15

17 2 2
                                    



"Şayet defedemiyorsan ölümü benden
Bırak da ondan önce davranıp süreyim elimdekinin keyfini."
-Yedi Askı Şiirleri


Camın buz gibi dağılmasını sağlayan mermi Ezgi'nin başının yanından geçerken saçını havalandırdı. Eğer saniyelik hareket etseydi mermi güzelim kafasını parçalayacaktı.

İpeksi saçlarını teğet geçen mermi tekrardan Savaş'ın kadrajına girdi. Her şey saniyeler içinde oluyordu. Fakat Savaş bu anı o kadar yavaş yaşadı ki kafasını milimetrik bir hareketle yana eğdi. Hafifçe bükülen kafasının yanından geçen mermi kulağını teğet geçti.

Acı bir his duydu. Hissin ardından kulak memesinden damlayan yoğun ve sıcak sıvı boynuna doğru yol almaya başladığında kalbi hızla atmaya başladı.

Tam isabet.

Eğer başını yana eğmeseydi mermi kafatasını birkaç saniye önce dağıtmış olacaktı. İnsanlar çığlık çığlığa çoktan masalarından kalktığında Savaş'ı teğet geçen mermi restaurantın diğer cam duvarından geçerek sokağa karıştı.

Elini çenesine doğru yayılan sıvının üzerine koydu. Gömleğine bulaşan kırmızı kan lekesi onu şaşırtmadı. Mermi kulağını sıyırmıştı. Hala çığlıkları duyabiliyordu. Yani kulağı parçalanmamıştı. Sağır olmadığından emin oldu.

Ancak Ezgi'nin sesi boğuk geliyordu. "Savaş," diyordu. Çoktan masadan kalkmış ve Savaş'ı yerinden kaldırmaya çalışıyordu. "Kalk."

Savaş, ilk defa ölüme bu kadar yakın olduğunu hissetti. Ani refleksi olmasaydı çoktan ölmüştü hatta. Gözlerini karşıdaki binanın çatısına dikti. Siyahlar içindeki bir adam uzun namlulu silahını toparladı ve bir gölge gibi kayboldu.

Savaş aniden kendine geldi. Siktir! Siktir, siktir, siktir! Etkilemeye çalıştığı kadının yanında az önce bok yoluna gidiyordu!

Yanında onu çekiştiren Ezgi'yi kolundan yakaladı ve yüzünü iki elinin arasına aldı. Yerinden kalkmıştı. "Sen iyi misin?" diye sordu. Kafasını yana eğdi. Mermi ona dokunmamıştı bile. Rahatladı.

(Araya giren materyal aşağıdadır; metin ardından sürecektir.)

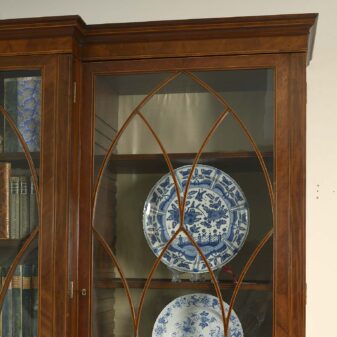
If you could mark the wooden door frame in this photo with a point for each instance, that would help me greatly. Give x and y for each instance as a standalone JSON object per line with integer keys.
{"x": 289, "y": 153}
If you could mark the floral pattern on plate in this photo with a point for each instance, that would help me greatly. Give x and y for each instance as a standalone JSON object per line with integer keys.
{"x": 216, "y": 215}
{"x": 195, "y": 315}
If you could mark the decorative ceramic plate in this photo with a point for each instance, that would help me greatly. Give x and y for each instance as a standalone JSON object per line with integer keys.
{"x": 195, "y": 315}
{"x": 216, "y": 215}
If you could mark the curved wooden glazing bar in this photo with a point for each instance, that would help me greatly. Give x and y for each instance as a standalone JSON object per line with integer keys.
{"x": 166, "y": 157}
{"x": 15, "y": 263}
{"x": 246, "y": 132}
{"x": 108, "y": 250}
{"x": 243, "y": 273}
{"x": 26, "y": 152}
{"x": 150, "y": 276}
{"x": 197, "y": 157}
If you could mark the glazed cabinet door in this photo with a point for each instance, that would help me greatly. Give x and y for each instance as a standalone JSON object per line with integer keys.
{"x": 186, "y": 224}
{"x": 34, "y": 99}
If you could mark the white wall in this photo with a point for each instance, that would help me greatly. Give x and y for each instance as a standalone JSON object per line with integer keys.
{"x": 321, "y": 112}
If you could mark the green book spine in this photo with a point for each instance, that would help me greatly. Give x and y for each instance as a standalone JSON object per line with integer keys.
{"x": 26, "y": 301}
{"x": 5, "y": 172}
{"x": 7, "y": 327}
{"x": 35, "y": 300}
{"x": 14, "y": 208}
{"x": 24, "y": 207}
{"x": 33, "y": 217}
{"x": 17, "y": 302}
{"x": 11, "y": 143}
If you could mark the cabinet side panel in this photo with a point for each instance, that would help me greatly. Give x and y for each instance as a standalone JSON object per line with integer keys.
{"x": 297, "y": 99}
{"x": 282, "y": 313}
{"x": 62, "y": 195}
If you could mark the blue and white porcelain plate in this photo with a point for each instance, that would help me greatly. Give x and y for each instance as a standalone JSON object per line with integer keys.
{"x": 195, "y": 315}
{"x": 216, "y": 215}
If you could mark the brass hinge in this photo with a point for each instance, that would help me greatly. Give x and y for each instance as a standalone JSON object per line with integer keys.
{"x": 75, "y": 92}
{"x": 71, "y": 290}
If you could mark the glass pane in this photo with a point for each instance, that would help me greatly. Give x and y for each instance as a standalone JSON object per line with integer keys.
{"x": 20, "y": 119}
{"x": 225, "y": 119}
{"x": 19, "y": 310}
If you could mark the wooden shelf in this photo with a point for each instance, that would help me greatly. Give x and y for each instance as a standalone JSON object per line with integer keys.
{"x": 18, "y": 159}
{"x": 10, "y": 247}
{"x": 136, "y": 283}
{"x": 155, "y": 163}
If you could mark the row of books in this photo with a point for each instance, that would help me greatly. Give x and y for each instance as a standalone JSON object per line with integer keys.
{"x": 18, "y": 205}
{"x": 21, "y": 98}
{"x": 18, "y": 317}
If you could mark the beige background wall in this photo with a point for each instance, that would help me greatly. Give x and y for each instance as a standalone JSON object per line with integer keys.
{"x": 321, "y": 122}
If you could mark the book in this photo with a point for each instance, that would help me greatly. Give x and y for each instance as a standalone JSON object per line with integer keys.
{"x": 17, "y": 302}
{"x": 35, "y": 300}
{"x": 24, "y": 207}
{"x": 22, "y": 101}
{"x": 26, "y": 300}
{"x": 11, "y": 143}
{"x": 33, "y": 215}
{"x": 7, "y": 309}
{"x": 29, "y": 110}
{"x": 5, "y": 171}
{"x": 14, "y": 207}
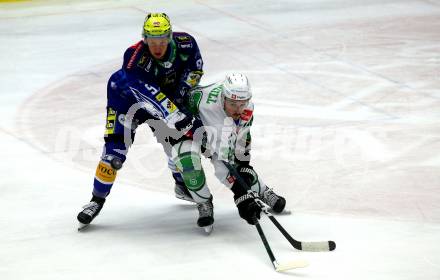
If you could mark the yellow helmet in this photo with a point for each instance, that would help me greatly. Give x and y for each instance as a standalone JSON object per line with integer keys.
{"x": 156, "y": 25}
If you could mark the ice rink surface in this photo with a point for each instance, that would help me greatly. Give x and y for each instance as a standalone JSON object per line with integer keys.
{"x": 347, "y": 128}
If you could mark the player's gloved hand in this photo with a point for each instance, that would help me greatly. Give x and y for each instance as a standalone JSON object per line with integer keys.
{"x": 185, "y": 124}
{"x": 248, "y": 174}
{"x": 248, "y": 208}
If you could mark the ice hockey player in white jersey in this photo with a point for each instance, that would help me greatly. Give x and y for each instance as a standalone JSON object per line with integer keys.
{"x": 226, "y": 113}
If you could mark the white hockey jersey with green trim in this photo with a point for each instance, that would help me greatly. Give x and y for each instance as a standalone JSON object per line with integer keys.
{"x": 227, "y": 138}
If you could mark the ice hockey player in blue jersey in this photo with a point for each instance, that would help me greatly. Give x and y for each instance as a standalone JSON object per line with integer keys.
{"x": 151, "y": 86}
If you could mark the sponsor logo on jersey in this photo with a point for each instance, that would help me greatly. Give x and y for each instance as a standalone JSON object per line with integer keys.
{"x": 105, "y": 173}
{"x": 160, "y": 96}
{"x": 110, "y": 124}
{"x": 213, "y": 95}
{"x": 183, "y": 39}
{"x": 230, "y": 179}
{"x": 169, "y": 106}
{"x": 167, "y": 64}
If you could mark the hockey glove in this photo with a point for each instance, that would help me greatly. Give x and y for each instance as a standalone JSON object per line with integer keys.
{"x": 248, "y": 174}
{"x": 185, "y": 124}
{"x": 248, "y": 208}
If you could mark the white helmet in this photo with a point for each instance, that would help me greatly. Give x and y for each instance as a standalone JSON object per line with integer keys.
{"x": 236, "y": 87}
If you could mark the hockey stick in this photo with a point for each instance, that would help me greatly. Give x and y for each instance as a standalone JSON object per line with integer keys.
{"x": 311, "y": 246}
{"x": 278, "y": 267}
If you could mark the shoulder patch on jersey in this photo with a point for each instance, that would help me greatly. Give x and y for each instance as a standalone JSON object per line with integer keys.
{"x": 194, "y": 101}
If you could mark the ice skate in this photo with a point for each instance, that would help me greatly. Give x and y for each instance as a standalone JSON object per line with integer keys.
{"x": 206, "y": 215}
{"x": 182, "y": 192}
{"x": 276, "y": 202}
{"x": 90, "y": 211}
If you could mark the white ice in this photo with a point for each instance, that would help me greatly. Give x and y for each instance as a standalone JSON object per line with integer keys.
{"x": 347, "y": 127}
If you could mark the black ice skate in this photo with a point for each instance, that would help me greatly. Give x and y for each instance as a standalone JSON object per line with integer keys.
{"x": 90, "y": 211}
{"x": 276, "y": 202}
{"x": 182, "y": 192}
{"x": 206, "y": 215}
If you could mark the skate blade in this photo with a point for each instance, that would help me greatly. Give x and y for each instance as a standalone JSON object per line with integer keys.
{"x": 285, "y": 212}
{"x": 208, "y": 229}
{"x": 82, "y": 226}
{"x": 186, "y": 198}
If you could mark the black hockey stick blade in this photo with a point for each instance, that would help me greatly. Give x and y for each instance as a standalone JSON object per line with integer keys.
{"x": 312, "y": 246}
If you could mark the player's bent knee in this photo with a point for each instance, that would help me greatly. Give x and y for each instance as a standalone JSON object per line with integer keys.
{"x": 105, "y": 173}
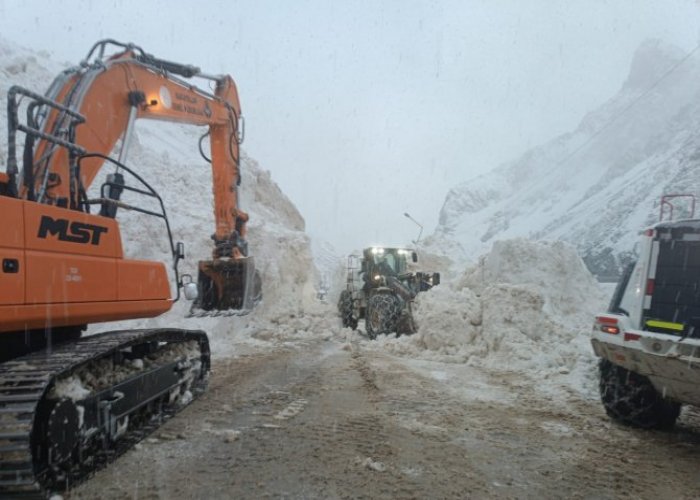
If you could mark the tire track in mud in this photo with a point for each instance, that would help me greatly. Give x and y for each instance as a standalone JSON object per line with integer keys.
{"x": 337, "y": 421}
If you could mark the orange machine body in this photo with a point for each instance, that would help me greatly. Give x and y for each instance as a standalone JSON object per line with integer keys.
{"x": 62, "y": 267}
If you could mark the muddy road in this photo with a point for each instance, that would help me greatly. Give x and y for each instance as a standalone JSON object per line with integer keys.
{"x": 335, "y": 420}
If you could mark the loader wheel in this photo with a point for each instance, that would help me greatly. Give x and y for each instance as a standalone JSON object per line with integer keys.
{"x": 631, "y": 399}
{"x": 383, "y": 313}
{"x": 345, "y": 307}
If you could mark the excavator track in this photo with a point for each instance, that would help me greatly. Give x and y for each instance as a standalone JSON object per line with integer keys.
{"x": 52, "y": 439}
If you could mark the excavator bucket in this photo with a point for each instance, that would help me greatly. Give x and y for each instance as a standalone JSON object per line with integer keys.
{"x": 227, "y": 286}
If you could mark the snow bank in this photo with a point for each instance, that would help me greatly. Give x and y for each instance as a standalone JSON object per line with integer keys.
{"x": 526, "y": 307}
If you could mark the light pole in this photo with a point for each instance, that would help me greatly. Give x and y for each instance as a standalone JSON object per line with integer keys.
{"x": 417, "y": 224}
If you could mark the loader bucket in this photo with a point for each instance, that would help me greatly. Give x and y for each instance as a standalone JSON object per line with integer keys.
{"x": 227, "y": 285}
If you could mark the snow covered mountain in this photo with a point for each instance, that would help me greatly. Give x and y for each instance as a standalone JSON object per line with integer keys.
{"x": 597, "y": 186}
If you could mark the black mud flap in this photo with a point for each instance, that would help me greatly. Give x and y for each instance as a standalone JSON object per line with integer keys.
{"x": 228, "y": 284}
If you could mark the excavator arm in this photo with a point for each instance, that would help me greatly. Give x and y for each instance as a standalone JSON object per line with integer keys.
{"x": 91, "y": 115}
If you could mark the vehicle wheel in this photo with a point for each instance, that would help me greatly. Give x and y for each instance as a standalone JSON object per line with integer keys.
{"x": 383, "y": 313}
{"x": 345, "y": 307}
{"x": 631, "y": 399}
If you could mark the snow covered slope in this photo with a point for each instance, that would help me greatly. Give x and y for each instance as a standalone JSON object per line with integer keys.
{"x": 597, "y": 186}
{"x": 166, "y": 155}
{"x": 525, "y": 307}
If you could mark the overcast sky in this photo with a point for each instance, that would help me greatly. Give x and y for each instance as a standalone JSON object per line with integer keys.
{"x": 364, "y": 110}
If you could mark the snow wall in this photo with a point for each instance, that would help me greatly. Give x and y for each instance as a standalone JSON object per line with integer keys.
{"x": 526, "y": 306}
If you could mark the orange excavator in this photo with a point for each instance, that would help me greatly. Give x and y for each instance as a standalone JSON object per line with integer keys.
{"x": 70, "y": 404}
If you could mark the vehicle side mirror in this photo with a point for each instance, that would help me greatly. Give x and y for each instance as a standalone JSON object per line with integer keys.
{"x": 189, "y": 287}
{"x": 191, "y": 291}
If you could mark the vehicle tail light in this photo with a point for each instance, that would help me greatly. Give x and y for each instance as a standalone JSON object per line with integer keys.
{"x": 650, "y": 286}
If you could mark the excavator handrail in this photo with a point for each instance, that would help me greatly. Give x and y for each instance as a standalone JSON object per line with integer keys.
{"x": 14, "y": 125}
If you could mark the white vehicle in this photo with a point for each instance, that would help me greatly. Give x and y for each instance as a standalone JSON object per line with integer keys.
{"x": 649, "y": 340}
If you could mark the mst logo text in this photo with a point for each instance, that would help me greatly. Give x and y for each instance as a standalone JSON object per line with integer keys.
{"x": 73, "y": 232}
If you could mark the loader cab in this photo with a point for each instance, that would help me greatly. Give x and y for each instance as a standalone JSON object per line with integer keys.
{"x": 386, "y": 261}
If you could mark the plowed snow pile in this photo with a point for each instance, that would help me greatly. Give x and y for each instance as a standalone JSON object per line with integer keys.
{"x": 526, "y": 307}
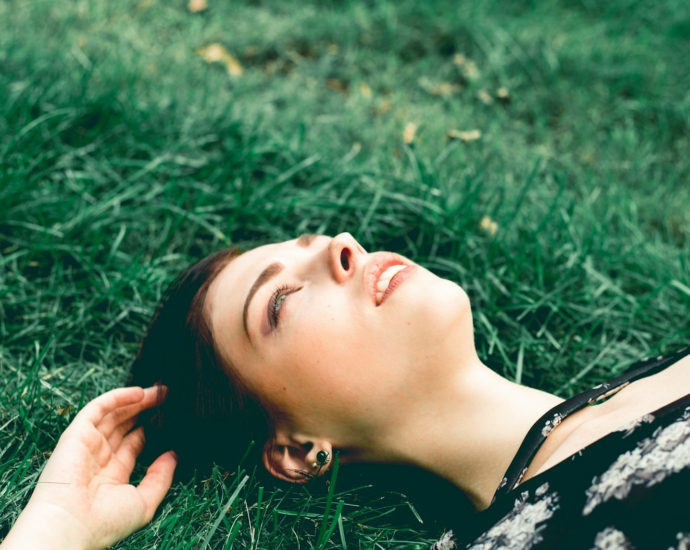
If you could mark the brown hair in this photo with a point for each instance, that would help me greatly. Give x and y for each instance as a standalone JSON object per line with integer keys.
{"x": 208, "y": 415}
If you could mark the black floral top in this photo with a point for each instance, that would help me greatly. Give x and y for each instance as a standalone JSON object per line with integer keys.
{"x": 630, "y": 489}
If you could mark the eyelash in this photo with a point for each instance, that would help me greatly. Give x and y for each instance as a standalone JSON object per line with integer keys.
{"x": 274, "y": 307}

"İyiyim," dedi Ezgi ağlamaklı sesiyle. Masanın üzerindeki peçeteyi aldı ve Savaş'ın boynuna tuttu. "Kulağın kanıyor. Beni duyabiliyor musun?"

Savaş hızla başını salladı ve Ezgi'nin boynundaki elini tuttu. "Önce buradan çıkalım." Ezgi'yi çekiştirerek restauranttan diğer misafirler gibi hızla çıktı.

Arabası çoktan gelmişti. Ezgi, Savaş'ı durdurdu. "Ben sürerim," dedi hemen. Doğruca sürücü koltuğuna ilerleyince Savaş ısrar etmedi. Zaten arabayı sürecek halde değildi. Düzgün düşünemiyordu.

Arabaya bindiklerinde "Hastaneye gidiyoruz," dedi Ezgi.

Savaş bu teklifi reddederek "Eve gidelim," dedi. Hastanelerden nefret ediyordu.

"Ama," diyecek oldu Ezgi ama Savaş'ın öfkeli sesini duyunca konuşmaktan vazgeçti.

"Ufak bir sıyırık. Beni eve götür."

Ezgi doğruca eve doğru sürerken Savaş da kanın daha fazla akmasını engellemek için kulağına bir bez parçası tutuyordu. Eve vardıklarında Ezgi arabayı park etme zahmetine girmedi.

İkisi de hızlıca arabadan indi. Ezgi hemen arabanın etrafında dolanıp Savaş'ın koluna girdi. "Başın dönüyor mu? İyi misin?"

"Koluma girmene gerek yoktu," dedi Savaş huysuz bir ses tonuyla. Acı biraz daha artmıştı.

"Düşüp de bir şeyleri kırmanı istemeyiz. Halit abi uyanmasa iyi olur."

Savaş acıyla inledi. Ezgi, Savaş'ı dairesine kadar çıkardı. Savaş anahtarını cebinden çıkardı. Ezgi anahtarı alıp kapıyı açtı ve birlikte içeri girdiler.